Here are a few question concerning RCKMPI that might be of general interest:
1.) Multiple channels: Is it possible to compile for multiple channels at once and then to select for each run separately which of the compiled channels is to be used (sccmpb, sccmulti, sock, ...)?
Configuring with multiple "--with-device" options only appears to select the last channel specified (e.g.: "--with-device=ch3:sccmulti --with-device=ch3:sock" only configures for sock). Trying to give one "--with-device" option multiple values (e.g.: "--with-device=ch3:sccmulti,sock" or "--with-device=ch3:sccmulti,ch3:sock") fails with an error about a channel that does not exist.
In case compilation for multiple channels is possible, how would one select the channel to be used? (OpenMPI's "mpirun" supports, e.g., something like "--mca btl tcp,self" ...)
2.) Reconfiguring: After having configured, compiled and installed RCKMPI for one channel, what has to be done before configuring for another channel (to be installed to a different location)?
At first sight, using "make clean" appeared to work. Is this sufficient, more than necessary or does it fit?
3.) Paths on cores: Is it possible to set paths (PATH and LD_LIBRARY_PATH) on the cores for RCKMPI and its prerequisites (in /shared/... instead of copying everything to /usr/bin and /usr/lib)? (Copying wastes quite a lot of memory and, thus, severely limits problem sizes. Additionally, copying takes quite some time, especially since it has to be done anew after each boot of the cores.)
The key problem appears to be the limited environment provided by ssh when starting the MPI daemons: Apparently, PATH is hardcoded into ssh to contain only "/usr/bin:/bin". No apparent startup script is processed (e.g.: /etc/profile).
Preparing an environment according to "man ssh" and "man sshd_config" failed, too: Create /etc/ssh/, create /etc/ssh/sshd_config with permissions 644 and contents "PermitUserEnvironment yes", create ~/.ssh/environment with permissions 700 and contents "PATH=/usr/bin:/bin:/shared/...".
4.) Switching channel: What has to be done to switch from one channel to another (e.g. sock to sccmulti)?
a) Is it necessary to exchange the rckmpi/bin copies on the cores (or are these generic)?

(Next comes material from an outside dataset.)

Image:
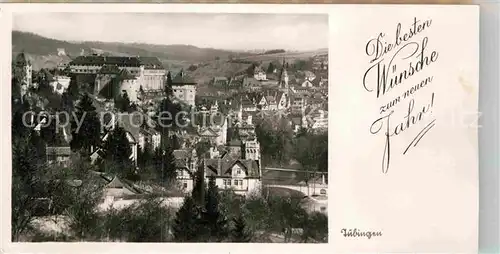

b) Is it necessary to exchange the rckmpi/lib copies on the cores? Probably not, since they are all static libraries (lib*.a). -> Are they needed on the cores at all?
c) Is it necessary to rebuild the MPI application? (Probably yes, since mpi functions are linked statically. Or is everything channel specific contained within rckmpi/bin/ ?)
d) Supposedly, PATH on the MCPC has to be adapted to use the tools (mpicc, ...) produced for the desired channel. LD_LIBRARY_PATH is probably insignificant?
e) A suitable kernel has to be running. Would a POPSHM enabled kernel be suitable for all channels?
5) Detect channel:
a) How can an application detect at runtime which channel it uses?
b) How can one detect at compile time, for which channel mpicc compiles?
6) Compilation for POPSHM: Obviously, RCKMPI can be compiled for channel sccmulti without having installed an extra library or even a POPSHM enabled kernel. Even the corresponding MPI daemons appear to work (at least running an application compiled for sccmpb). Will such a POPSHM targeted RCKMPI work as expected when using a POPSHM enabled kernel or should a POPSHM targeted RCKMPI only be compiled running a POPSHM enabled kernel?
I'd be glad to learn more about any of the questions above.
Thank you in advance